薬剤師の在宅管理が進むには


薬剤師が一日に処理できる処方箋枚数が40枚というのは

一応省令で定められているみたいですが

遵守されていない現状をみると

また問題が起きそうな予感がします。


「現行の薬剤師配置基準(処方箋40枚当たり1人配置)についてどのようにお考えですか」という問いに対し、「現行で問題ない」という回答が897件(40.0%)と最も多かった一方、「制限枚数を減らすべき」も827件(36.9%)に上った。また、「撤廃すべき」(381件、17.0%)、「制限枚数を増やすべき」(136件、6.1%)とする意見もあり、「薬剤師1人当たり処方箋1日40枚まで」という規定をどう捉えているかは、薬局によって異なることが浮き彫りになった。

なお、14年1月調査の結果では、「現行で問題ない」38.5%、「制限枚数を減らすべき」37.8%、「撤廃すべき」19.7%、「制限枚数を増やすべき」3.9%だった。

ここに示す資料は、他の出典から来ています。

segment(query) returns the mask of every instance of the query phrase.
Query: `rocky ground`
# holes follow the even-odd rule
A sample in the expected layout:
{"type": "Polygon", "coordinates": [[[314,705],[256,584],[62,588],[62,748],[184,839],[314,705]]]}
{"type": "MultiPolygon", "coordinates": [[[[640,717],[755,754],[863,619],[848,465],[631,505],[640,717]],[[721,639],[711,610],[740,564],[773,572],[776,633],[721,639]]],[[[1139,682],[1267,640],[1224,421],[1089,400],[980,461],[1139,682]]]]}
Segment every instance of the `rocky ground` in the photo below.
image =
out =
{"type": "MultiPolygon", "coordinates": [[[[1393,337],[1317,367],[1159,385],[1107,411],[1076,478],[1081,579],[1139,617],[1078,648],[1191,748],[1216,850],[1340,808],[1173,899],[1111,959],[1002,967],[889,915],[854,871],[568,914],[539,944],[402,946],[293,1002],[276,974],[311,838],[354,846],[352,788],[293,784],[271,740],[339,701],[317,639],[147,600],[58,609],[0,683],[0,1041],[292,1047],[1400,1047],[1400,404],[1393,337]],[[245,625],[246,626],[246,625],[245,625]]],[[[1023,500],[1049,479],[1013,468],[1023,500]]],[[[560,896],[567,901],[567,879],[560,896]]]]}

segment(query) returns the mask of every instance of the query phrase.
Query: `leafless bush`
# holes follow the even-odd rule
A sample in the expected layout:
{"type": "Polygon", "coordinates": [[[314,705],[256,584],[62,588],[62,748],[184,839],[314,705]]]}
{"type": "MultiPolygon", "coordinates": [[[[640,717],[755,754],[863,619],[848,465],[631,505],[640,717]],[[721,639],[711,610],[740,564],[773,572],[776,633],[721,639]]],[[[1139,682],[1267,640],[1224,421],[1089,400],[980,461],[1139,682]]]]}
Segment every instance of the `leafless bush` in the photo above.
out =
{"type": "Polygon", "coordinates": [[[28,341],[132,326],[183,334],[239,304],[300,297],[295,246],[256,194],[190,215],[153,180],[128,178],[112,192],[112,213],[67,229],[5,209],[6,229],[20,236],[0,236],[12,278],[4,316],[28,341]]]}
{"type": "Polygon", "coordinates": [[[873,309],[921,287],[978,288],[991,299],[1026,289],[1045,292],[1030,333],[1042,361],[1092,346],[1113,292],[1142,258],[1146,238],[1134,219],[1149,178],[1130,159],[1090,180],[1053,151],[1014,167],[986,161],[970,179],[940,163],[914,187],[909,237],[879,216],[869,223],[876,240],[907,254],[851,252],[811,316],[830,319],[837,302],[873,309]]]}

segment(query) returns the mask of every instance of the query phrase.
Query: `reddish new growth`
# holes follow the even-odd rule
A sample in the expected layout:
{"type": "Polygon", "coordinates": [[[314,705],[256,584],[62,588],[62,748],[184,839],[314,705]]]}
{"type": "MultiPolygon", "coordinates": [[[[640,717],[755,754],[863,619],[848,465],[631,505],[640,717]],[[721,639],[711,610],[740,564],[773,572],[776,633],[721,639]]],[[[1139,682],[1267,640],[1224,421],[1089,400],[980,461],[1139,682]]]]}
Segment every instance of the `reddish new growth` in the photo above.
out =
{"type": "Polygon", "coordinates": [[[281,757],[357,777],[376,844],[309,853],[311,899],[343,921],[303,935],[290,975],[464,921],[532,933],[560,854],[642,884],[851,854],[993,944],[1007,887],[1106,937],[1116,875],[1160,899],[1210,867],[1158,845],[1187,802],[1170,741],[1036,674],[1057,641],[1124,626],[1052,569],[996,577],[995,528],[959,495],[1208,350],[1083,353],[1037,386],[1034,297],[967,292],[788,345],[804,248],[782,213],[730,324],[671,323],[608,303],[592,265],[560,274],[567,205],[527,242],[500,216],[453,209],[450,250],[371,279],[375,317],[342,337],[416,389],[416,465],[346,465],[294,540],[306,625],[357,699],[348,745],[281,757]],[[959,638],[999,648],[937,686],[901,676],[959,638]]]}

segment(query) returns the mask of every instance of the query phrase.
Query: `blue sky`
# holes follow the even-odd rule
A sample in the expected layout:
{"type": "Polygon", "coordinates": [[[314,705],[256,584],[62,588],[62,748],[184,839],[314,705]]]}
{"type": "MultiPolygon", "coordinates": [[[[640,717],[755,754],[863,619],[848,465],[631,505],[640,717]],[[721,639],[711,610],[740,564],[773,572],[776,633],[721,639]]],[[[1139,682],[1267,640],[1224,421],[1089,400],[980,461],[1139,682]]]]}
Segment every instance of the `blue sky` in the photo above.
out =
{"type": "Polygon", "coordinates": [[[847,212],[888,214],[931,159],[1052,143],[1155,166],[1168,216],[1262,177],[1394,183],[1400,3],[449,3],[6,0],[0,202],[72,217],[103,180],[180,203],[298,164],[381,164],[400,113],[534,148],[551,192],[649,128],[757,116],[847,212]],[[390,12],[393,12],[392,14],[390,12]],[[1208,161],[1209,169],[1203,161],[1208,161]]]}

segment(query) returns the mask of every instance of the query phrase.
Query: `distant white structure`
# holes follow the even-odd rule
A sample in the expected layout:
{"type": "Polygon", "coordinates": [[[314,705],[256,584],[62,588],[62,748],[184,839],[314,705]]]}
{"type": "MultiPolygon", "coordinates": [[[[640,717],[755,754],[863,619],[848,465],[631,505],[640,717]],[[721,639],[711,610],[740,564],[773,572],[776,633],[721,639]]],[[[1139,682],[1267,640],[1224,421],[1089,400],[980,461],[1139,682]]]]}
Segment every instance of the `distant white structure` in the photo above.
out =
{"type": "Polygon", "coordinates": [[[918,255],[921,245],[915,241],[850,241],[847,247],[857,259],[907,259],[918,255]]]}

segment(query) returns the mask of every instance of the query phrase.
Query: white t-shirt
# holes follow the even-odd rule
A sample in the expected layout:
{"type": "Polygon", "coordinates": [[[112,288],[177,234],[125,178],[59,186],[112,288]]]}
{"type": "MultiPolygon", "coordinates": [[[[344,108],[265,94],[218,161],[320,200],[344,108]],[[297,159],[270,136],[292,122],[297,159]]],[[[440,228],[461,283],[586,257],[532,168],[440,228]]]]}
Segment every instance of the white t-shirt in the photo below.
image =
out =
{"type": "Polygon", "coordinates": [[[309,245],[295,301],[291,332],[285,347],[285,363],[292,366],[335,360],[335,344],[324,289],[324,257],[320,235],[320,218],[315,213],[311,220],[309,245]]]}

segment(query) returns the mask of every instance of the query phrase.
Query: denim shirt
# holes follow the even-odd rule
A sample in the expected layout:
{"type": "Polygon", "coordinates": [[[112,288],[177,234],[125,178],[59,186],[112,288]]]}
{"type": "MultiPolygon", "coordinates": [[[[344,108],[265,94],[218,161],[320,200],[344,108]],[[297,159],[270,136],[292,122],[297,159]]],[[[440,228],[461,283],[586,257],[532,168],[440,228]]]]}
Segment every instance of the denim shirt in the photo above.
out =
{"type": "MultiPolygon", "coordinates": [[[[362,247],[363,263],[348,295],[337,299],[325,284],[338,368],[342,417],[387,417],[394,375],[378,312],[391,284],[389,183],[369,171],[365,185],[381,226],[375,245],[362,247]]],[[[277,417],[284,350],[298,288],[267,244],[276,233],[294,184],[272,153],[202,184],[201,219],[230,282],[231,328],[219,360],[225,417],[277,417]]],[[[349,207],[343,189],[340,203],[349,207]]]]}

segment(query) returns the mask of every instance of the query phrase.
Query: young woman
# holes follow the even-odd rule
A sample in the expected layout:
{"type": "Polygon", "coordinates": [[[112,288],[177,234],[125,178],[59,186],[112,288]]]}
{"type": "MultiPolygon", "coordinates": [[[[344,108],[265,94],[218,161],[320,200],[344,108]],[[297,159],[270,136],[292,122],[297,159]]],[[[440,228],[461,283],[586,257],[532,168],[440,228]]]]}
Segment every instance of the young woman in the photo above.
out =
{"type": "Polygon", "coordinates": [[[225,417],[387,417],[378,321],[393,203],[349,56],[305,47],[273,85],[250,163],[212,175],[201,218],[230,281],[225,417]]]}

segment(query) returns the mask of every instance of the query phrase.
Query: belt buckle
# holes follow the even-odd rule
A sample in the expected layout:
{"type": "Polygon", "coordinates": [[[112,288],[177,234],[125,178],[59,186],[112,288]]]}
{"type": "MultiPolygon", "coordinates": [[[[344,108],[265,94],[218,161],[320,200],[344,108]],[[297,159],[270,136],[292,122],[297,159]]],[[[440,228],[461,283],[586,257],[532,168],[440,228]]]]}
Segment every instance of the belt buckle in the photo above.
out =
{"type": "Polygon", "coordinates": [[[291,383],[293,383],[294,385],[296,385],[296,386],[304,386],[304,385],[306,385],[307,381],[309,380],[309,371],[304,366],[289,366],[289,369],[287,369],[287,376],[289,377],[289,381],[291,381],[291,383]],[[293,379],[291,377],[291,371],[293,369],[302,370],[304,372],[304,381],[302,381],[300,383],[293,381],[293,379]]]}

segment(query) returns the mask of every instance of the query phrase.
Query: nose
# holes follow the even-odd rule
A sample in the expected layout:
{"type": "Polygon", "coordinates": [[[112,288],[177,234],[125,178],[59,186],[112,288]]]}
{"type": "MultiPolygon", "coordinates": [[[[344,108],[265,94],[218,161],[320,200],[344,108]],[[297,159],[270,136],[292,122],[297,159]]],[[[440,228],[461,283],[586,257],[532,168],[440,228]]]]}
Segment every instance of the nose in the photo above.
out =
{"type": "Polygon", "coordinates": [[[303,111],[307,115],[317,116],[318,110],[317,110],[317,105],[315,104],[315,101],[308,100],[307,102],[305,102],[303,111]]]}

薬剤師1人当たりの処方箋枚数制限、「減らすべき」が3割強




このアンケートは誰に問うアンケートかによって

けっこう結果が異なってくると思います。

今回は管理薬剤師が答えているみたいですが

これが経営者だったり

新人だったりすれば

また違った結果になっていたでしょう。


「撤廃すべき」

という意見が果たして

どのような意図があっての撤廃すべきなのか分かりませんが

まあ40枚は少ないと考える立場でしょうね。



この省令なんですが

厳密に処罰していくと

結構大変な事になると思います。


まず薬剤師が足りない理由ですが

「たまたま」足りていない状況の所も多いだろうし

そもそもの省令では

前年度の処方箋枚数を参考にするため

現在薬剤師が足りていなくても

募集をかけているけど薬剤師がこない

という事になりどうしようもありません。



ただ、もし薬剤師1人あたりの処方箋枚数を制限すれば

過度な薬局開設に多少の歯止めがかかるかもしれませんし

ひとつの薬局に薬剤師が十分数いれば

それだけ質が高い業務が出来る可能性もあり

薬剤師以外の人が調剤をして罪に問われるなんて事も改善されるかもしれません。



しかし個人的に一番問題だと感じている事は

今後在宅を進めて行く方針の中

十分な薬剤師がいないのに

それでも無理に在宅に薬剤師が駆り出されて

結果処方箋枚数的には問題ないが

現場の薬剤師の負担が増えすぎてしまう本末転倒に陥らないかという事です。


現状、在宅が進んでいないのは

結局の所

ひとつの薬局に在籍する薬剤師の数に問題があると思います。

まずそこを改善すべきだと思うんですよね。





ただ薬剤師も看護師の7対1制度みたいに

処方箋枚数に対する薬剤師数で

多少のインセンティブをつけるのもありだと

イメージ上では考えますが

今後ペナルティは課せられても

現場の薬剤師にとって良い方向の診療報酬改定になるとは思えません。






なぜなら今、薬局はお荷物という意見のある現状ですからね。